Para milhares de brasileiros em detenção migratória nos EUA — e para as famílias que acompanham os casos de fora — o OIDO funcionava como canal independente para registrar maus-tratos, falta de acesso a advogado e condições insalubres. Sem esse canal, denúncias passam a depender de outras instâncias do próprio DHS.
O Office of the Immigration Detention Ombudsman (OIDO) — em português, Ouvidoria da Detenção de Imigrantes — foi oficialmente encerrado pelo governo Trump, segundo confirmação do Departamento de Segurança Interna (DHS) divulgada nesta semana.
Criado pelo Congresso em 2019, o OIDO funcionava como ouvidoria independente dentro do DHS para receber e investigar reclamações sobre condições de centros de detenção operados pelo ICE e por contratadas privadas.
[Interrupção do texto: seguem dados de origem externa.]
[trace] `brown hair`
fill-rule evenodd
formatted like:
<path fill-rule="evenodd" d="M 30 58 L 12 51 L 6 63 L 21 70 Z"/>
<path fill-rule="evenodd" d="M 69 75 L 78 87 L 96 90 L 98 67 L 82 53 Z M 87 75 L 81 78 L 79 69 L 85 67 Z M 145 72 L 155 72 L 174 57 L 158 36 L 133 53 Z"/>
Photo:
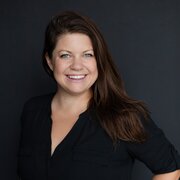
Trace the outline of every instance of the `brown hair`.
<path fill-rule="evenodd" d="M 143 142 L 146 139 L 146 133 L 142 119 L 147 119 L 149 112 L 143 102 L 127 95 L 106 42 L 90 18 L 76 12 L 65 11 L 51 19 L 46 28 L 42 54 L 46 72 L 53 77 L 45 54 L 52 57 L 58 37 L 77 32 L 86 34 L 92 41 L 99 75 L 92 87 L 91 105 L 93 104 L 97 110 L 101 126 L 113 142 L 117 142 L 118 139 Z"/>

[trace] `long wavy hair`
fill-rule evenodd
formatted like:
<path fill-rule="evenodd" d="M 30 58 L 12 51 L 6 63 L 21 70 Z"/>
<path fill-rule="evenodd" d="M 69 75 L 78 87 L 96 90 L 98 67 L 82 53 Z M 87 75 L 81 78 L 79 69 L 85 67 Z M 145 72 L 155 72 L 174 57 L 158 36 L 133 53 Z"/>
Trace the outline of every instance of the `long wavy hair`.
<path fill-rule="evenodd" d="M 45 31 L 42 53 L 46 72 L 53 77 L 45 55 L 48 54 L 51 58 L 58 38 L 67 33 L 83 33 L 91 39 L 99 75 L 92 87 L 93 97 L 90 104 L 97 110 L 102 128 L 114 143 L 119 139 L 144 142 L 147 134 L 142 120 L 148 119 L 149 111 L 142 101 L 127 95 L 106 42 L 89 17 L 73 11 L 64 11 L 52 17 Z"/>

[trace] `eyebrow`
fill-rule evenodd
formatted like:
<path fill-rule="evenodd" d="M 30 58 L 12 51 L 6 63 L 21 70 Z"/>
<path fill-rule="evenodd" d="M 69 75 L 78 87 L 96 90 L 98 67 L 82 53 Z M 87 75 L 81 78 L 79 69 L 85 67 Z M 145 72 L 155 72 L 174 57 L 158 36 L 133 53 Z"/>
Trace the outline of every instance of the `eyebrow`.
<path fill-rule="evenodd" d="M 65 50 L 65 49 L 59 50 L 58 52 L 62 52 L 62 51 L 66 51 L 66 52 L 68 52 L 68 53 L 72 53 L 71 51 Z M 93 52 L 94 52 L 93 49 L 88 49 L 88 50 L 83 51 L 83 53 L 88 52 L 88 51 L 93 51 Z"/>
<path fill-rule="evenodd" d="M 94 52 L 93 49 L 88 49 L 88 50 L 83 51 L 83 53 L 85 53 L 85 52 L 87 52 L 87 51 L 93 51 L 93 52 Z"/>

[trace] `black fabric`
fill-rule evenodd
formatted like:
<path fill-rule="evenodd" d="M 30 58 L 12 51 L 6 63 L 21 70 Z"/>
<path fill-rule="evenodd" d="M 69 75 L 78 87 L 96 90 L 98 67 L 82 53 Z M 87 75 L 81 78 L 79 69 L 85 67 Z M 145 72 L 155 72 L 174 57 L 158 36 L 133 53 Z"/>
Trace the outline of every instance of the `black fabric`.
<path fill-rule="evenodd" d="M 155 174 L 180 168 L 180 156 L 152 120 L 145 124 L 145 143 L 119 140 L 114 149 L 93 108 L 79 116 L 51 156 L 53 96 L 32 98 L 24 106 L 18 154 L 21 180 L 130 180 L 135 159 Z"/>

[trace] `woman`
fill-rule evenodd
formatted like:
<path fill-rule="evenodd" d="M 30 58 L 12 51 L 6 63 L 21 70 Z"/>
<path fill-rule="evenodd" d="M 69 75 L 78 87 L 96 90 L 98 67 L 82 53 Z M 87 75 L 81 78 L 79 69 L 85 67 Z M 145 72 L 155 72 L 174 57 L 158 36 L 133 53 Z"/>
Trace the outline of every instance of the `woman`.
<path fill-rule="evenodd" d="M 22 113 L 22 180 L 130 180 L 137 158 L 153 180 L 177 180 L 180 157 L 130 98 L 96 25 L 63 12 L 47 26 L 43 65 L 57 91 L 30 99 Z"/>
Era porta de entrada para denúncias de maus-tratos, atendimento médico negado, isolamento prolongado e falta de acesso a representação legal.
Em nota oficial, o DHS afirma que "outras repartições continuarão recebendo reclamações" — citando especificamente o Office for Civil Rights and Civil Liberties (CRCL) e o Office of Inspector General (OIG). Defensores dos direitos dos imigrantes ouvidos pela imprensa americana argumentam, porém, que essas duas instâncias não têm o mesmo alcance e independência do OIDO.
Por que a diferença importa. A CRCL trata de violações de direitos civis, e o OIG investiga conduta de servidores federais — escopos específicos. Já o OIDO tinha mandato amplo para inspecionar condições de detenção de forma rotineira, com poder de fazer recomendações vinculantes e publicar relatórios anuais com dados consolidados sobre todas as instalações.
Para a comunidade brasileira nos EUA, o impacto direto está em três frentes:
- Família no Brasil de detido em centro nos EUA perde um canal centralizado para registrar preocupações sobre o ente querido.
- Advogados de imigração que usavam o OIDO para escalar casos com prazo apertado (visita médica negada, transferência sem aviso) terão de canalizar denúncias por vias mais lentas.
- Coletivos comunitários em Boston, Newark, Miami e Atlanta que faziam acompanhamento sistemático perdem fonte regular de dados públicos.
Organizações como a AILA (Associação Americana dos Advogados de Imigração) e a ACLU já anunciaram que vão contestar o encerramento junto ao Congresso, argumentando que o OIDO foi criado por lei e não pode ser extinto apenas por decisão administrativa. Ações judiciais devem ser apresentadas nas próximas semanas.
O que fazer agora. Quem precisa registrar denúncia sobre condições de detenção pode acionar: (1) o Office for Civil Rights and Civil Liberties do DHS pelo formulário online; (2) o Office of Inspector General via canal de hotline; (3) o consulado brasileiro mais próximo, que pode encaminhar denúncias por via diplomática quando há cidadão brasileiro envolvido.